Ahead of the global economic crisis, Hungarians were the most enthusiastic adopters of loans not denominated in their local currency. The attraction was that borrowing in Swiss francs (and euro to a lesser extent) was much cheaper than high interest forint loans.
At their peak in 2009, forex loans - the vast majority mortgages - made up more than 70% of total Hungarian household debt, higher than almost anywhere else in Central Europe. The problems caused by the forint's subsequent plunge against the franc and the euro helped bring Prime Minister Viktor Orban to power in 2010 on a platform of attacking the mostly foreign-owned banks.
Orban has hammered away at the banks over the last few years, but the issue is now being brought to a close as the government essentially forces the banks to convert hundreds of thousands of foreign currency loans to forints. With more than 90% of such loans likely to be switched in the first half of 2015, Poland will become the region's leading foreign currency loan holder overnight.

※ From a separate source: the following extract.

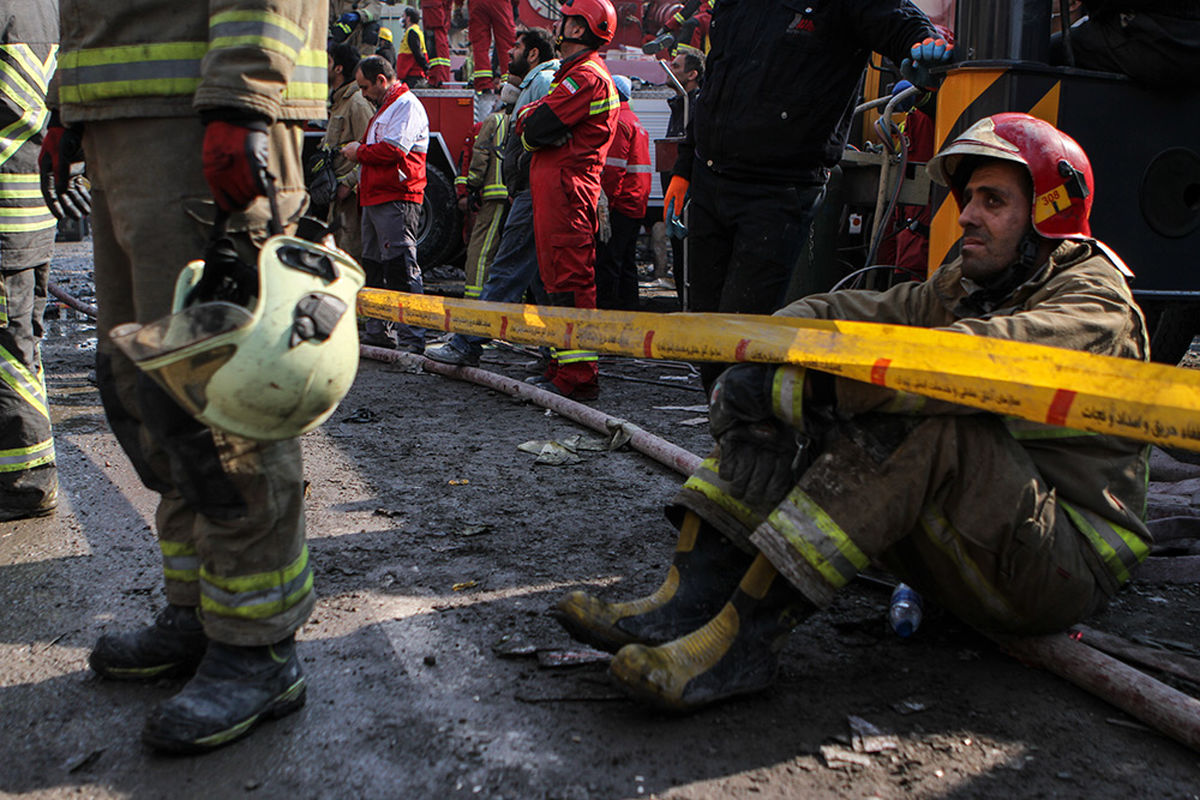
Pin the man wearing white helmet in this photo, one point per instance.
(1013, 525)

Polish regulators were more wary of forex loans than their Hungarian counterparts, and kept them from spiralling to the same dimensions. At their peak in 2011, non-zloty loans, the vast majority in Swiss francs, came to 41% of household debt. That has now dropped to about 30%.
But with more than half a million Poles still holding foreign currency mortgages, the issue is starting to spill over into politics. The opposition Law and Justice party has made noises over the last year on the need to help those struggling to meet the hiked repayments.
The Polish Peoples Party, junior partner in the ruling coalition, has expressed concern in recent days. Leader Janusz Piechocinski has suggested a "compensation programme" to help borrowers.
However, unlike in Hungary, where about a quarter of forex loans were in trouble, less than 3% are non-performing in Poland. The main reason for that is that the Polish loans are pegged to the Swiss National Bank's interest rate, which is currently zero; the Hungarian loans are not. At the same time, the bulk of the Polish forex loans were taken by wealthier urban residents, who have largely done well through the period of the economic crisis.
Unsurprisingly, the banks are keen to head off any political alarm. "These loans are being very well serviced," says Krzysztof Pietraszkiewicz, head of the Polish banking association.
That suggests any Hungarian-style relief is unlikely in Poland.